Louhane fut très étonnée qu’il soit entré à Kiel le mois dernier, il était censé se reposer d’une longue bataille qui l’avait opposé lui et les soldats du roi aux guerriers du Chaos.
« Hey bien … » Continua Vayne « J’avais embauchée un mec qui t’avait massacré ton entrecôte, tu te souviens ?
-Ah oui, celui-là, j’avais du lui mettre un pain en récompense je crois ce jour là. » Dit Vladimir tout en remontant la table brisée.
« Hey bien c’est lui qui les as empoisonné, vu que je l’ai viré il y a deux jours car il avait déclenchée une bagarre générale. Du coup, il est en prison, mais il refuse de me dire comment faire pour qu’ils guérissent plus vite. Tout ce qu’on dit les médecins, c’est qu’ils étaient hors de danger, mais hors d’états de travailler pendant une bonne semaine, alors là, j’attends et je patiente. Mais je pense que demain, je ferme et j’attendrais qu’ils reviennent, c’est ingérable sinon.
-Bah je t’aurais bien proposé notre aide, mais on doit aller voir le Roi. On a besoin de lui et de tous ses soldats pour pouvoir aider ces humains dont en voici la représentante officielle. »

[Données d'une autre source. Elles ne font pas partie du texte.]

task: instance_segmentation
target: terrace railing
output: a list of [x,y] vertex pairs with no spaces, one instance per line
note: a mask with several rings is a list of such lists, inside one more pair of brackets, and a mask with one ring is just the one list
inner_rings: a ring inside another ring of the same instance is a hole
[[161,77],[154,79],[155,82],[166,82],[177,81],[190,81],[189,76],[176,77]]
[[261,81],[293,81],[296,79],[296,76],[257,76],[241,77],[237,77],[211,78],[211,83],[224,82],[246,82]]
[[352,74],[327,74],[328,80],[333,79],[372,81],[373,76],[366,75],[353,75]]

La propriétaire détailla de bas en haut la jeune femme, demanda son statut dans leur société. Lorsqu’elle apprit qu’il s’agissait d’une Princesse dont le père avait été tué par les démons du Chaos, la petite fée frissonna jusqu’à la pointe de ses ailes translucides.
« Je n’aime vraiment pas la tournure que cela prend. Penses-tu réellement qu’avec le mépris qu’ont ces humains envers nous, le roi t’aidera ?
-Si ce n’est pas le cas, il devra affronter une guerre sans alliés humains cette fois-ci, car les guerriers du Chaos approche à grand pas, et raseront toutes nos cités d’ici peu si nous ne les abattons pas rapidement. »
La petite femme n’avait pas l’air très convaincu, mais en conclu que c’était encore la meilleure des solutions. Elle dit aux deux voyageurs que le roi était encore à son palais, et qu’avec de la chance, il recevra le vampire.
« Et pourquoi pas moi ?! » S’indigna Louhane qui regretta d’avoir haussé le ton en baissant la tête.
« Parce que vous êtes une humaine, peu de monde ici parle aux humains car ils sont méprisés et haïes par la communauté elfique et féérique. Même les vampires ne les supportent pas non plus, mais se tiennent davantage à l’écart.
-D’ailleurs, penses-tu qu’ils nous aideront ?
-Le peuple vampirique peut toujours te rendre ce service, mais même si tes parents les as beaucoup dépannés à l’époque, cela ne sera pas gratuit. »
Ils continuèrent de discuter pendant une bonne vingtaine de minutes, puis finirent par se rendre à l’étage, où des lits confortables les attendaient. Bien que la tradition voulait que cela ne se produisent pas, Louhane et Vladimir dormirent dans la même chambre, dans deux lits séparés par un voile de tissu mauve. Puis ils sombrèrent peu à peu dans un sommeil profond, sauf Louhane qui était encore inquiète. Elle se tourna vers le lit du vampire, tira le voile, le vit dormir paisiblement. Elle sourie, lui caressa la joue, et fini par se blottir dans les bras de Morphée.